Reporters Committee for Freedom of the Press, a journalism advocacy group, condemned the Trump administration’s “intrusions into the independence of the press”

Washington Post Building on on June 5, 2024 in Washington, DC.
Washington Post Building on on June 5, 2024 in Washington, DC. (Credit: Andrew Harnik/Getty Images)

The Reporters Committee for Freedom of the Press on Wednesday filed a motion in a federal court in Virginia seeking to unseal the warrant related to the FBI’s search of Washington Post reporter Hannah Natanson’s home, demanding to know more about “a search with dramatic implications for a free press and the constitutional rights of journalists.”

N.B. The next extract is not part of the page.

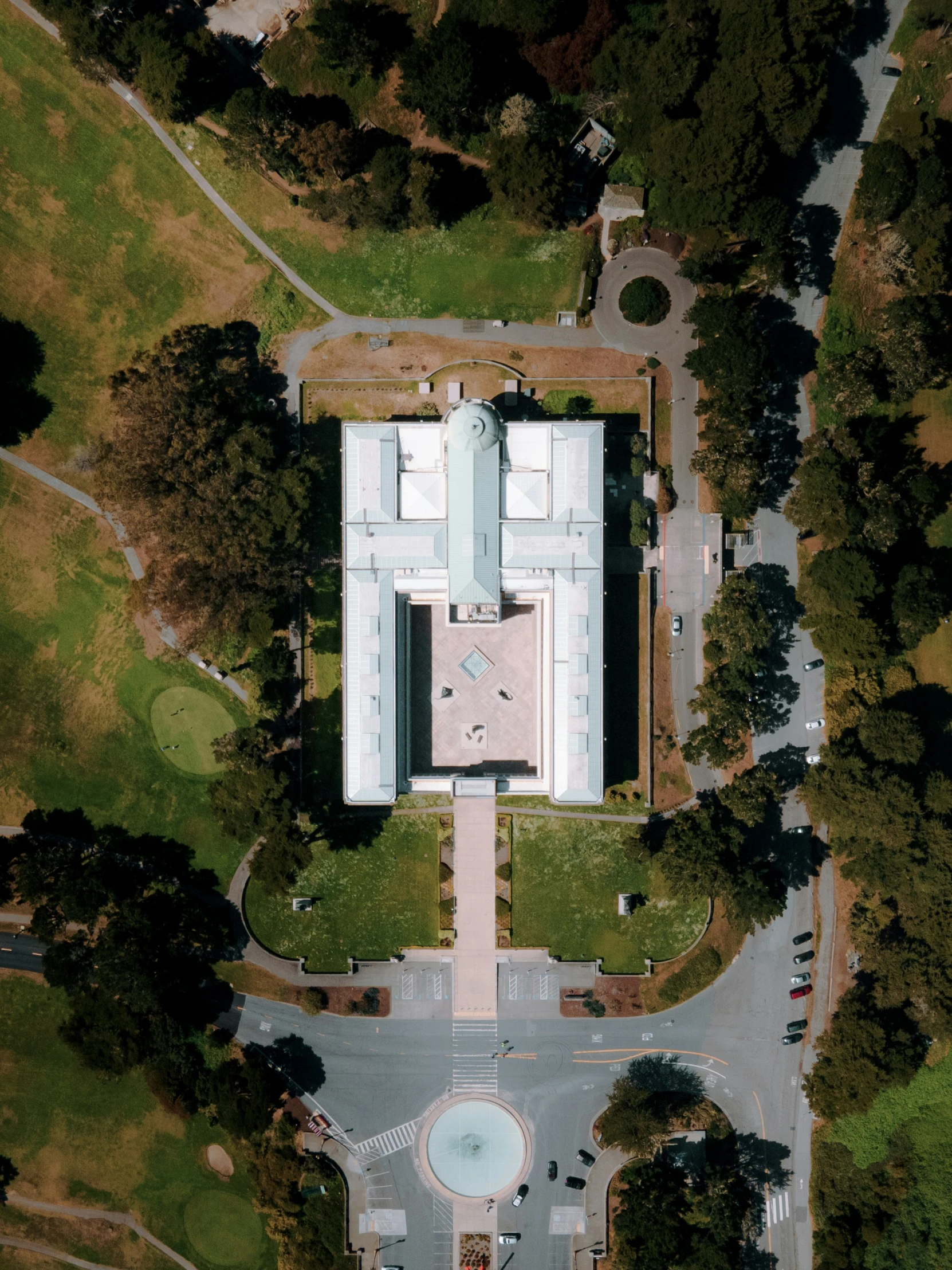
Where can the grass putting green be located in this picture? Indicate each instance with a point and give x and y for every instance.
(567, 878)
(224, 1228)
(186, 722)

The group’s motion asked the U.S. District Court in the Eastern District of Virginia to order the records unsealed, arguing that the Trump administration “cannot justify wholesale secrecy here, where the public’s ability to understand a search with serious consequences for a free press is at stake.”

The U.S. Attorney’s Office for the Eastern District of Virginia did not respond to an immediate request for comment.

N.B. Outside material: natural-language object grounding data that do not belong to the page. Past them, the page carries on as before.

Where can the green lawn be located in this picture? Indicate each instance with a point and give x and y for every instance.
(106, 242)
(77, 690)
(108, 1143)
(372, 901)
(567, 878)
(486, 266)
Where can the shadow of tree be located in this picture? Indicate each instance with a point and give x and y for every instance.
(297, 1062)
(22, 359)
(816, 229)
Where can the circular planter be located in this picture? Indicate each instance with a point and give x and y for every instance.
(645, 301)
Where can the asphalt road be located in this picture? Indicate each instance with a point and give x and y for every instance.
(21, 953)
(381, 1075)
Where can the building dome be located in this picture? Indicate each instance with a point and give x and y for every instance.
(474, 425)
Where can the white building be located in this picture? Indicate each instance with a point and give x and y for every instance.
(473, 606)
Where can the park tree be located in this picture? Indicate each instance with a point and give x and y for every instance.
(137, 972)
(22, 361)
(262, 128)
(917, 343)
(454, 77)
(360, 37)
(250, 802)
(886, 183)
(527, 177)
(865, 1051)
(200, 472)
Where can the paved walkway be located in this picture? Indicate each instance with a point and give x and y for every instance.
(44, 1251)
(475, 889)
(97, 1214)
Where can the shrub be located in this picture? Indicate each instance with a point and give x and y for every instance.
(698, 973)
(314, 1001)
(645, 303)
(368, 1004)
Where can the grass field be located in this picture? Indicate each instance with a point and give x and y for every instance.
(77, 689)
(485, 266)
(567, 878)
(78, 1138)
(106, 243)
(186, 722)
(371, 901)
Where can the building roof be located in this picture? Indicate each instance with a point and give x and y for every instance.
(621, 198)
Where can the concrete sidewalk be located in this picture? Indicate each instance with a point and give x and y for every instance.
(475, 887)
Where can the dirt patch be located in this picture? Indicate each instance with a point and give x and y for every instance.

The filing came hours after FBI agents searched Natanson’s Alexandria, Virginia, home and seized multiple devices, including a Post-issued laptop, as part of an investigation into a government contractor accused of illegally accessing and retaining classified government documents. Attorney General Pam Bondi and FBI Director Kash Patel have said Natanson had been communicating with the contractor.

But the court records related to Aurelio Perez-Lugones, the contractor who federal officials arrested last week, “make no reference to Natanson or to the Washington Post,” the group’s attorneys wrote.

If the Attorney General can describe the justification for searching a reporter’s home on social media,” they continued, ““it is difficult to see what harm could result from unsealing the justification that the Justice Department offered to this Court. The Search Warrant Materials should be unsealed.”

The committee’s president Bruce D. Brown said on Wednesday that the search marked one of “the most invasive investigative steps law enforcement can take,” as it requires agents to adhere to certain policy restrictions before they enter a reporter’s home.

“While we won’t know the government’s arguments about overcoming these very steep hurdles until the affidavit is made public, this is a tremendous escalation in the administration’s intrusions into the independence of the press,” Brown said.

The Post’s executive editor Matt Murray called the search “deeply concerning” in a memo to staff on Wednesday and said it raised “profound questions and concern around the constitutional protections for our work.”

“The Washington Post has a long history of zealous support for robust press freedoms,” he wrote. “The entire institution stands by those freedoms and our work.”